Rappel à l’ordre

Quand le chez-soi peut devenir le temple de l’ennui qu’infligent les coupures d’eau et d’électricité, on croit que sortir est synonyme de répit ou de délivrance. Mais dehors, c’est la dure loi (ou l’anarchie) de la jungle qui prend possession de la ville. Une fois le corps dehors, les sens sont torturés par différentes nuisances qui les attaquent en tout temps et en tout lieu, une quasi-ubiquité mortifère. 

“L’enfer, c’est les autres” écrivait Jean-Paul Sartre. Expérimenter cette affirmation est aisé quand les journées se résument à subir la visite forcée des galeries des œuvres de la saleté : les crachats, les autres impuretés solides et liquides qui pourrissent l’air auquel a été confiée la tâche ingrate consistant à propager les pollutions sonores, des phénomènes engendrés par un incivisme qui semble incurable. Et dans ce chaos où la cacophonie régente les heures, les embouteillages entonnent leurs chants, les différents hymnes de l’ennui qui ronge les secondes éreintantes passées sur les routes. 

Thomas Hobbes a bien vu qu’à l’état de nature, quand on échappe au gouvernement des lois, l’homme est, selon la célèbre phrase de l’auteur comique latin Plaute, “un loup pour l’homme”. Quand les lois peinent à s’imposer, doit-on encore s’étonner de la dégradation continue de notre environnement défiguré en permanence par les actes inciviques, qui peuvent s’exprimer librement quand les lois sont bâillonnées. Étant soumis et assujettis aux différents maux évoqués, on peut encore plus comprendre Rousseau qui a écrit que “il n’y a pas de liberté sans loi.” Et seules les lois peuvent encore nous sauver, nous guérir de cet état critique. Les lois sont les remèdes qui ne demandent qu’à être appliqués. 
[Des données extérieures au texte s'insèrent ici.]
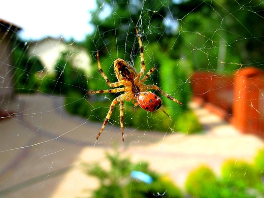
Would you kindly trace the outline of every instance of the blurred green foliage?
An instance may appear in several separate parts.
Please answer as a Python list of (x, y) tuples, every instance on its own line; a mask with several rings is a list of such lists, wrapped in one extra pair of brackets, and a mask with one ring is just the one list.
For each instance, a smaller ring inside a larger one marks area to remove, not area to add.
[[(160, 111), (150, 114), (126, 103), (125, 125), (193, 133), (201, 127), (186, 107), (191, 96), (189, 79), (192, 74), (198, 70), (222, 73), (242, 65), (262, 67), (264, 26), (259, 24), (263, 22), (260, 11), (264, 6), (257, 1), (96, 2), (97, 8), (91, 14), (90, 21), (95, 31), (79, 43), (93, 51), (93, 71), (88, 79), (80, 70), (72, 68), (69, 52), (61, 54), (53, 72), (47, 73), (37, 59), (27, 56), (27, 46), (21, 42), (13, 53), (18, 91), (63, 94), (70, 113), (102, 121), (117, 94), (85, 95), (87, 89), (109, 89), (97, 72), (95, 52), (99, 51), (102, 69), (111, 82), (117, 81), (113, 64), (118, 57), (131, 62), (139, 71), (137, 27), (143, 43), (146, 70), (156, 67), (146, 83), (157, 84), (184, 105), (162, 98), (171, 121)], [(111, 117), (117, 124), (119, 114), (116, 109)]]
[(186, 179), (187, 192), (197, 198), (263, 197), (263, 151), (256, 153), (252, 163), (232, 159), (225, 161), (219, 177), (206, 166), (194, 170)]
[(28, 56), (26, 44), (20, 42), (16, 44), (12, 53), (16, 91), (20, 93), (36, 91), (38, 88), (36, 74), (41, 71), (43, 67), (36, 57)]
[(264, 176), (264, 149), (260, 149), (257, 152), (254, 158), (254, 164), (263, 177)]
[(190, 173), (185, 183), (187, 192), (195, 197), (221, 197), (219, 186), (215, 174), (205, 165)]
[[(147, 162), (133, 162), (128, 158), (121, 157), (118, 153), (106, 154), (110, 169), (98, 163), (85, 164), (87, 175), (99, 180), (100, 187), (93, 192), (92, 197), (144, 198), (155, 197), (164, 193), (164, 197), (183, 197), (183, 193), (167, 176), (161, 176), (151, 171)], [(152, 179), (144, 182), (131, 176), (133, 171), (143, 172)]]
Selon toujours les écrits de Thomas Hobbes, un pouvoir qui parvient à s’imposer est nécessaire pour bloquer la prise de pouvoir de l’anarchie et empêcher l’apogée de la violence. Le chemin qui y mène passe par le passage obligé de la possibilité pour les lois de s’affirmer et de se faire respecter. C’est donc une des recettes qu’une société qui aspire à l’ordre peut adopter. Les lois ont le pouvoir de métamorphoser cet état de guerre permanent, à condition qu’on les laisse agir. Les lois qui sont assommées par l’excès d’incivisme demandent à être relevées et à être soutenues. 

Les volontés particulières doivent, de temps en temps, s’effacer devant la volonté générale, si chère à Rousseau, le bien de toute la société qui demande que les lois le protègent, des lois actives qui demandent à avoir la capacité d’agir.